Tout le long de cette ligne, il y a ces soleils qui changent et correspondent chaque fois au regard des ceux qui font ce cheminement : des soleils noirs, des soleils froids qui neigent, des soleils timides, des soleils éclatants, un gros soleil jaune qui représente pour moi le Japon… Tout au bout de la ligne, il y a ces hommes qui portent un bateau ; c’est Vladivostok d’où ces réfugiés prirent le bateau pour la Japon puis la Chine. Le cercle plutôt jaune avec les lits, cette ronde d’enfants, c’est Shanghai – je me suis inspiré du quartier juif de la ville, que je connais bien, où la communauté juive a été importante. Dans ce lieu de refuge, on retrouve des couleurs, c’est la vie qui revient. 

© Hervé Hôte

Une chose m’intrigue encore. Vous êtes d’ascendance marrane [5], c’est-à-dire de Juifs qui ont dû cacher et parfois oublier leur judéité, tout en continuant toujours à en porter la trace. Et, dans votre toile, c’est tout à l’Est, là où reviennent la couleur et la vie, que revient le judaïsme, avec ces figures rabbiniques…

Si on le rapporte au marranisme, c’est effectivement l’endroit où le judaïsme revient à la lumière. Mais je me rappelle avoir hésité à broder ces figures. Cela fait écho à un voyage que j’ai fait en Estonie à cette période. Comme à chaque fois que je voyage, je vais chercher les traces des Juifs [6]. Or à Tallin, dans l’ancien quartier juif, il n’y a plus rien. Mais il y a une synagogue qui a été reconstruite à l’extérieur de la ville, presque dans la forêt. C’est un périple pour y arriver mais j’ai fini par m’asseoir dans cette synagogue très lumineuse. J’étais en pleins doutes sur mon travail, découragé. Et dans ce lieu, dans cette lumière, dans cette synagogue où aucun pieu ne vient prier, j’ai eu comme une révélation qu’il fallait continuer à « parler d’eux ».

Lire aussi : Valérie Zenatti : "On ne peut recoudre une enfance déchirée"

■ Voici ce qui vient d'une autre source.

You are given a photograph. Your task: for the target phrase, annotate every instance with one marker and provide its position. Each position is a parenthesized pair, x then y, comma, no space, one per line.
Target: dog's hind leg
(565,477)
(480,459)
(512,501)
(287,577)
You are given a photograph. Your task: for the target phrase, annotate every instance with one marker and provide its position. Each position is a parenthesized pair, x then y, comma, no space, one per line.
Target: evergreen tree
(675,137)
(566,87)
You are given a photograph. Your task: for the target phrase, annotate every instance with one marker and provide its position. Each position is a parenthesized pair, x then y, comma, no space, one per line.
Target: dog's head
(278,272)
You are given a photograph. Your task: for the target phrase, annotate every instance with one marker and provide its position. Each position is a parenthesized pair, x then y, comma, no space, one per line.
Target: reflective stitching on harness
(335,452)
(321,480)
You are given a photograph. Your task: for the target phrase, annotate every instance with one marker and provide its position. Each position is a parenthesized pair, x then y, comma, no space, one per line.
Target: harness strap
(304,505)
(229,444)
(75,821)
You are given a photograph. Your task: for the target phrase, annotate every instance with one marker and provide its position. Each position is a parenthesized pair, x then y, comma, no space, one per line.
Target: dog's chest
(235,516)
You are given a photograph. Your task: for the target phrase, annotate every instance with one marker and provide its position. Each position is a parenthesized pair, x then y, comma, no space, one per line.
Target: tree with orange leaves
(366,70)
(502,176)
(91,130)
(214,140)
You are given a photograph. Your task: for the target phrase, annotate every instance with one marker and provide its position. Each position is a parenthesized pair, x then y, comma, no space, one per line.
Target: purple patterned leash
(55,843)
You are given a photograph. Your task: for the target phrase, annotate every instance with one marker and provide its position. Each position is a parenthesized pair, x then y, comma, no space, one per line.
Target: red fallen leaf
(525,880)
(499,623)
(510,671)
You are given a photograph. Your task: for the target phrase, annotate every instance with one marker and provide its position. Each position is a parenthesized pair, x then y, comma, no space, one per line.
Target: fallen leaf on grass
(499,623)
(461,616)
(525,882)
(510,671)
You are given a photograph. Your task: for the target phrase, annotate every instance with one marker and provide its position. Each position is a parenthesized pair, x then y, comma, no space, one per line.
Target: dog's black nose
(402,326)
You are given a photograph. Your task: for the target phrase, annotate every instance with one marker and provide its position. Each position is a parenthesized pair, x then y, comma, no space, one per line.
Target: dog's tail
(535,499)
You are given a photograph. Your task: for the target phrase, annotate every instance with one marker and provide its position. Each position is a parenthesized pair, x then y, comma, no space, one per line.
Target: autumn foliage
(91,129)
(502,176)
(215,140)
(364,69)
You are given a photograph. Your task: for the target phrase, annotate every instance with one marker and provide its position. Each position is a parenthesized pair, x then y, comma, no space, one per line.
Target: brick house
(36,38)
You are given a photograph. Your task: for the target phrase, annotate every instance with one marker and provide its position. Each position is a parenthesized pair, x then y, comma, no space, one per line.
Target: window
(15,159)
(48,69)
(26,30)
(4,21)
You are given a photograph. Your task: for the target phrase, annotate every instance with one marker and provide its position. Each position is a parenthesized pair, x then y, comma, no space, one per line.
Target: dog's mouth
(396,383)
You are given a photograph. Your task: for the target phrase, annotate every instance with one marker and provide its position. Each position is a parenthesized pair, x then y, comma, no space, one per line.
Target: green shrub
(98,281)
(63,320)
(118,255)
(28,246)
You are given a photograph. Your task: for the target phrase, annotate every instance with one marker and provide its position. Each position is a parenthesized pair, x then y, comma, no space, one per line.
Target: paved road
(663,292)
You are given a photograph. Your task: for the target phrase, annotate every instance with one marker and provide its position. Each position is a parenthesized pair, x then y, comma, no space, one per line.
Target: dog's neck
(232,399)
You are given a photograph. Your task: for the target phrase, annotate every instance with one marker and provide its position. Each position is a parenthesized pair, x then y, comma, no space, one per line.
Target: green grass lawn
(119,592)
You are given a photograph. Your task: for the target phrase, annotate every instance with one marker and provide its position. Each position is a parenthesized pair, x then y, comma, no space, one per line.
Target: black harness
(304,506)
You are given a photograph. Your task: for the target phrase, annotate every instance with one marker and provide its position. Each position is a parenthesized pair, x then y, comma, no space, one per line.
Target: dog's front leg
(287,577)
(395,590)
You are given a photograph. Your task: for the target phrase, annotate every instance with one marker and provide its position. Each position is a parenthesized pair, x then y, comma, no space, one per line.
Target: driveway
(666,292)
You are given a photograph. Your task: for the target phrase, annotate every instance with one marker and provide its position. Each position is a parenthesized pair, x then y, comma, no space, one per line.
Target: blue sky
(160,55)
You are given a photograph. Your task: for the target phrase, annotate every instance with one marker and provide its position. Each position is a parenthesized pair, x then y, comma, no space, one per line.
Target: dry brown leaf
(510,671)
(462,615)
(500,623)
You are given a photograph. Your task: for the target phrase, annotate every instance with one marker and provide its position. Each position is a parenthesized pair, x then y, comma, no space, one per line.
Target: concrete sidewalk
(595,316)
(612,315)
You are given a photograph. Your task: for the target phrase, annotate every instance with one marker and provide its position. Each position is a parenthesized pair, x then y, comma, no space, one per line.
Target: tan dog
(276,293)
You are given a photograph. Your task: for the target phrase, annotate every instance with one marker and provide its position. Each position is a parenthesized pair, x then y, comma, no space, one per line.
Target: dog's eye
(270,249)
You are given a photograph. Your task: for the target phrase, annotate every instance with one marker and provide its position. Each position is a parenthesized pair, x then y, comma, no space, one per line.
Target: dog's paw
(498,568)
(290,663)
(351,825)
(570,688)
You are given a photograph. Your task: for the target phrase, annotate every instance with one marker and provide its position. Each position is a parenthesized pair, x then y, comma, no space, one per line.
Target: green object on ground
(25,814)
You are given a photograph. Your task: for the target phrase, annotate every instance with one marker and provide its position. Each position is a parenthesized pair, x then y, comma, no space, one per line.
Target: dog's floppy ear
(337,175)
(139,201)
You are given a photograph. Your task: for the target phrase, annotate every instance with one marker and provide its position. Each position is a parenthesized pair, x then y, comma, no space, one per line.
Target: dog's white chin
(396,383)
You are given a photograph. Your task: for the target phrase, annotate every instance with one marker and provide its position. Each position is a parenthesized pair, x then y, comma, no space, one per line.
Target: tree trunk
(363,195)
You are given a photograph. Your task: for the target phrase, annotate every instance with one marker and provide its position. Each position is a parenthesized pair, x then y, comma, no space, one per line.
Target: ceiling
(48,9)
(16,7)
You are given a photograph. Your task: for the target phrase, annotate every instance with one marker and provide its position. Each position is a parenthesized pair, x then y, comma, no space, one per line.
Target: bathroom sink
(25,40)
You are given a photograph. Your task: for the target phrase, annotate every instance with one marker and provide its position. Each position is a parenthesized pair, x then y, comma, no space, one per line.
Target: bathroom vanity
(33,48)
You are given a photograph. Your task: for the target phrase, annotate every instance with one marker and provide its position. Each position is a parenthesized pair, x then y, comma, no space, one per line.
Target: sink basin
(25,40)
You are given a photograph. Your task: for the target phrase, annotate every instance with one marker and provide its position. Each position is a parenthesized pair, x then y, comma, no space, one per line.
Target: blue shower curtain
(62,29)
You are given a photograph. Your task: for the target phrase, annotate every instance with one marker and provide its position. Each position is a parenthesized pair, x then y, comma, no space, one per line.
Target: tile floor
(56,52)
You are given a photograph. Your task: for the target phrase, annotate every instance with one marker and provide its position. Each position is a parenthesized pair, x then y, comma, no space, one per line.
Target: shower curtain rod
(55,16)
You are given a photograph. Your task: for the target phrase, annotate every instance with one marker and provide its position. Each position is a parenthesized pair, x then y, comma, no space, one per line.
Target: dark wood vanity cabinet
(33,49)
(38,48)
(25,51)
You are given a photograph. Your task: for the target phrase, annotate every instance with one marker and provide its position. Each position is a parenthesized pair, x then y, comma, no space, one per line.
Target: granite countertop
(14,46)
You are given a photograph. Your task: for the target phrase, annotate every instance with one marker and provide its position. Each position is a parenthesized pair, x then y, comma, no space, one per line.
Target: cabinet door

Propos recueillis par Antoine Strobel-Dahan

[1] Les œuvres de Pascal Monteil sont représentées par la galerie Regala, Arles.
[2] Le prix Maratier est remis tous les deux ans par la Fondation Pro mahJ, fondée en 2003 à l’initiative de Claire Maratier, fille du peintre Michel Kikoïne (1892−1968). Claire Maratier avait créé le prix Maratier, décerné tous les deux ans, en souvenir de son mari. Paula Aisemberg fait partie des jurés extérieurs du prix et a proposé Pascal Monteil comme lauréat en 2022.
[3] Yukiko Sugihara, Visas pour 6000 vies, Éd. Philippe Picquier, 1995
[4] Nous devons à l’honnêteté de révéler que ce personnage en bas à droite, qui « sort » de la toile, n’est autre, selon l’artiste, que son interlocuteur dans cet entretien, le rédacteur en chef de Tenoua. Interrogé sur le pourquoi de cette présence, Pascal Monteil explique que nous l’avons "relié au judaïsme de façon souple, rieuse, amicale…, tout en étant aussi l’ami qui a changé de continent et, peut-être, ouvre des possibles en sortant de la toile".
[5] Voir à ce propos « Héroïque et entravée - Médée de Pascal Monteil », Antoine Strobel‐​Dahan, Tenoua #168, été 2017
[6] Voir à ce propos « La femme au léopard, les Baghdadis de Calcutta – Portfolio du bout du monde », Pascal Monteil et Antoine Strobel‐​Dahan, Tenoua #152, été‐​automne 2013.